In November, Victorian Attorney-General and Minister for Racing Martin Pakula requested that the Victorian Department of Racing be granted access to data stored under data retention in order to prevent corruption.
"I can confirm that his previous access to historical telecommunications data has been critical in the effective conduct of his functions under the Racing Act 1958 (Vic), and I would respectfully request that you give urgent consideration to reinstating access as was authorised prior to 13 October 2015," the letter, written by Pakula to Australian Attorney-General George Brandis, said.

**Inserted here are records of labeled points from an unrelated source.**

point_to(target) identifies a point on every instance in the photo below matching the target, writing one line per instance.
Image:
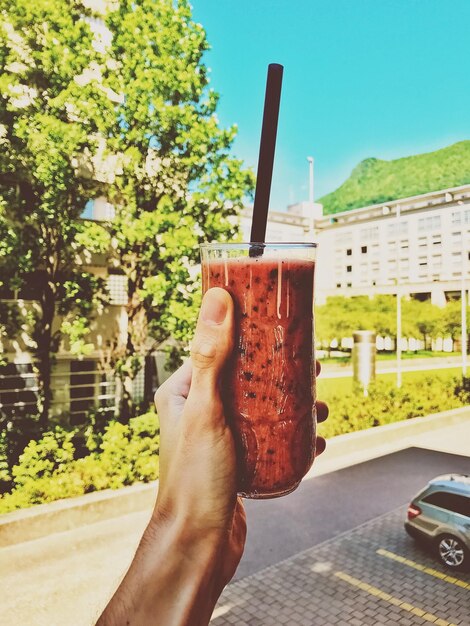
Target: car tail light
(413, 511)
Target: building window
(432, 222)
(117, 288)
(393, 230)
(369, 234)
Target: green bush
(385, 403)
(123, 454)
(48, 471)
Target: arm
(195, 538)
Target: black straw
(266, 153)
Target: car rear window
(449, 501)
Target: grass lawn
(391, 356)
(344, 384)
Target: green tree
(48, 135)
(114, 104)
(177, 183)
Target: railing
(19, 391)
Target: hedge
(48, 470)
(124, 454)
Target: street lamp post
(398, 299)
(463, 297)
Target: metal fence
(78, 387)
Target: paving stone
(306, 590)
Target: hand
(195, 539)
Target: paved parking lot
(374, 574)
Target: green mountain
(375, 180)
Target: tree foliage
(112, 104)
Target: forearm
(173, 580)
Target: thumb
(213, 340)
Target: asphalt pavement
(328, 505)
(65, 579)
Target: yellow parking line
(378, 593)
(423, 568)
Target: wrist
(186, 561)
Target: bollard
(363, 357)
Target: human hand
(197, 453)
(195, 538)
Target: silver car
(440, 514)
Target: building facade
(420, 243)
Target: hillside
(375, 180)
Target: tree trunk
(44, 351)
(150, 375)
(126, 404)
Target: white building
(421, 243)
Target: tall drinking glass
(269, 385)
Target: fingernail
(214, 308)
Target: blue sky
(362, 78)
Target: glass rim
(246, 245)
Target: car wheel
(452, 552)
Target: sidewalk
(339, 370)
(46, 581)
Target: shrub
(47, 470)
(386, 404)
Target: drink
(269, 387)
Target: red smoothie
(269, 389)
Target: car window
(449, 501)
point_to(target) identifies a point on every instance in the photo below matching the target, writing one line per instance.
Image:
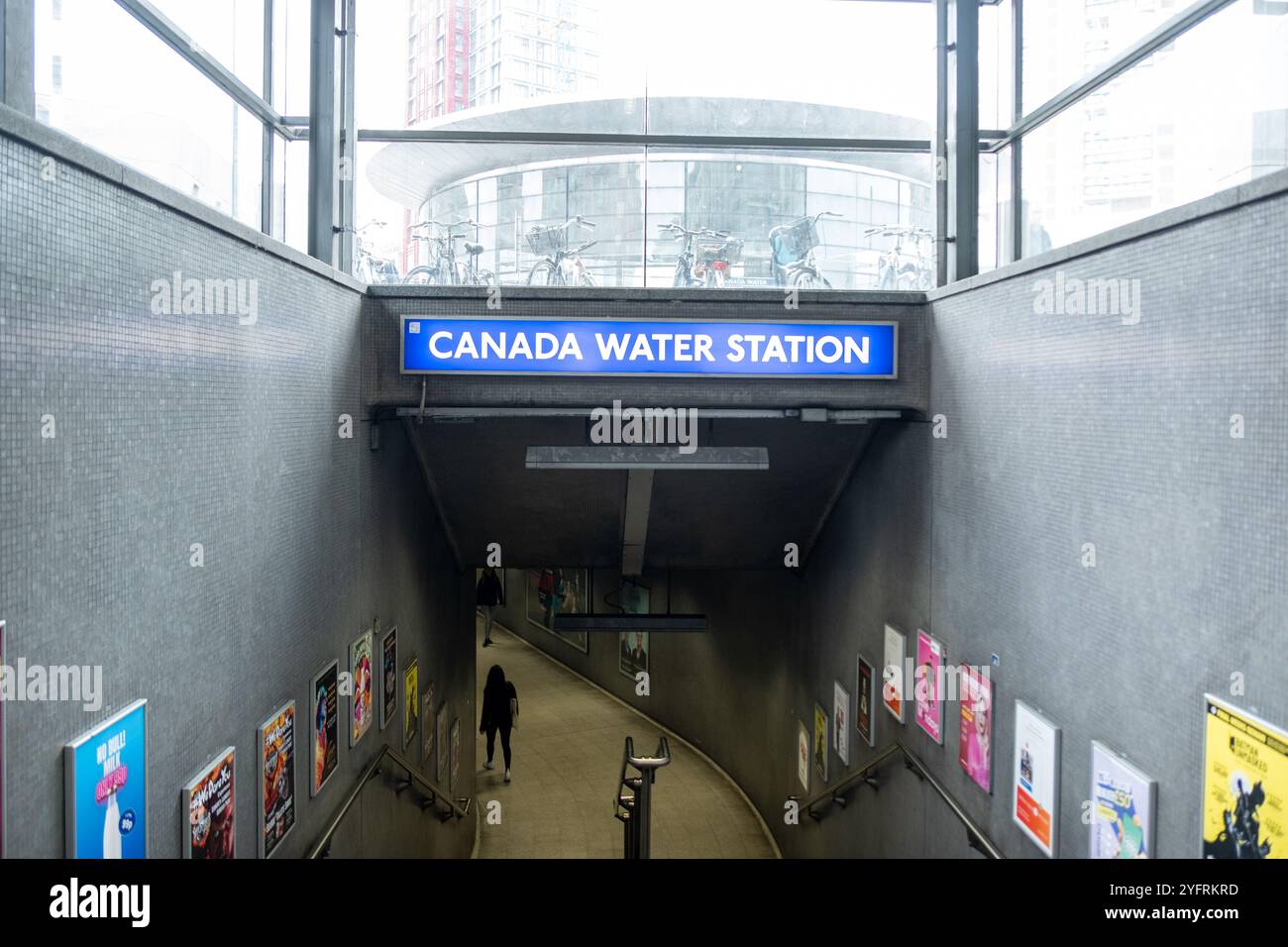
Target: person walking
(500, 712)
(488, 594)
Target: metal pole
(348, 140)
(962, 75)
(322, 133)
(18, 54)
(1018, 112)
(643, 799)
(266, 147)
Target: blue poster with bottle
(107, 788)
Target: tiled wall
(179, 429)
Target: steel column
(323, 138)
(961, 62)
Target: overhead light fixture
(644, 458)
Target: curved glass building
(627, 193)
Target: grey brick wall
(183, 429)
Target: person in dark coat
(488, 594)
(500, 707)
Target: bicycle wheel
(544, 273)
(421, 275)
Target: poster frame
(840, 723)
(387, 712)
(353, 674)
(411, 715)
(934, 644)
(871, 736)
(820, 768)
(314, 791)
(889, 634)
(1150, 797)
(803, 763)
(228, 753)
(455, 755)
(69, 775)
(1256, 720)
(261, 828)
(962, 690)
(1013, 781)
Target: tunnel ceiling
(697, 518)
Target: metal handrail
(974, 834)
(433, 795)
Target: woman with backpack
(487, 595)
(500, 712)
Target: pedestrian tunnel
(613, 432)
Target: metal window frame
(331, 195)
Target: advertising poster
(892, 673)
(841, 722)
(1035, 777)
(441, 738)
(275, 741)
(1244, 785)
(554, 591)
(820, 741)
(364, 701)
(107, 788)
(387, 677)
(456, 755)
(634, 652)
(411, 702)
(927, 682)
(426, 725)
(863, 719)
(207, 804)
(803, 755)
(1124, 800)
(326, 725)
(975, 744)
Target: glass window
(153, 110)
(1065, 40)
(1171, 131)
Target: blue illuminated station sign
(447, 346)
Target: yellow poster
(411, 696)
(1244, 785)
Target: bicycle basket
(546, 241)
(715, 249)
(800, 237)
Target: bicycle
(369, 266)
(901, 270)
(559, 265)
(704, 258)
(793, 253)
(446, 270)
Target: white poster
(1124, 801)
(841, 722)
(1035, 777)
(892, 674)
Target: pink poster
(926, 677)
(975, 748)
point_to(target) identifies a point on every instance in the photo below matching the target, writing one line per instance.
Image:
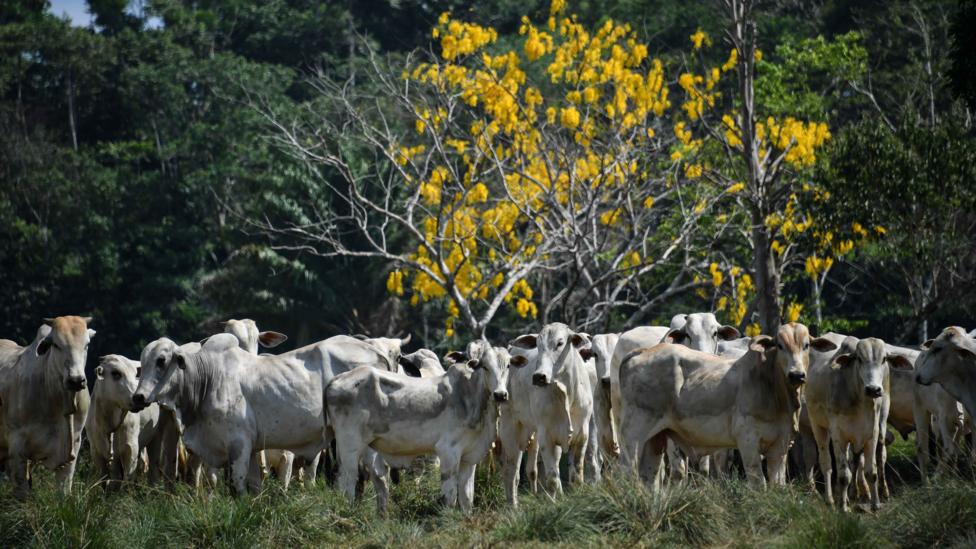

Under the Telecommunications (Interception and Access) Amendment (Data Retention) Act 2015, passed by the Australian government in March and coming into effect in mid October, telecommunications customers' call records, location information, IP addresses, billing information, and other data stored for two years, accessible without a warrant by law-enforcement agencies.
The TIA report does not include info from data retention, noting that it had not yet come into power but would "significantly reduce the number of agencies that may access telecommunications data under the TIA Act".
Under s110A9(1) of the Act, the agencies that have access to data retention [PDF] are the AFP, state police forces; the ACLEI; the ACC; Customs and Border Protection; ASIC; the ACCC; the CC; ICAC; the Police Integrity Commission; the IBAC; CCC Queensland; and the CCC -- although more agencies have requested to join this list.
While the original data-retention Bill had required only the attorney-general of the day to approve more agencies to the list of those that can access the data retained, the Labor Party insisted on an amendment that requires Parliament to approve the addition of any new agencies.
Only a select number of agencies can now access the data; however, in May, the Department of Immigration and Border Protection (DIBP) was quietly added to the list of agencies permitted to access the data after Parliament passed the Customs and Other Legislation Amendment (Australian Border Force) Bill 2015.
"[Attorney-General George] Brandis made a great show of narrowing the range of agencies that would be able to access this collected material. And here we are in parliament, on the very next sitting week after that mandatory data-retention Bill passed, and the first example of scope creep lies on the table today," Greens communications spokesperson Senator Scott Ludlam criticised.
The addition of the DIBP side-stepped the Parliamentary Joint Committee of Intelligence and Security approval process, Ludlam said, and came despite the department in question having a poor security track record.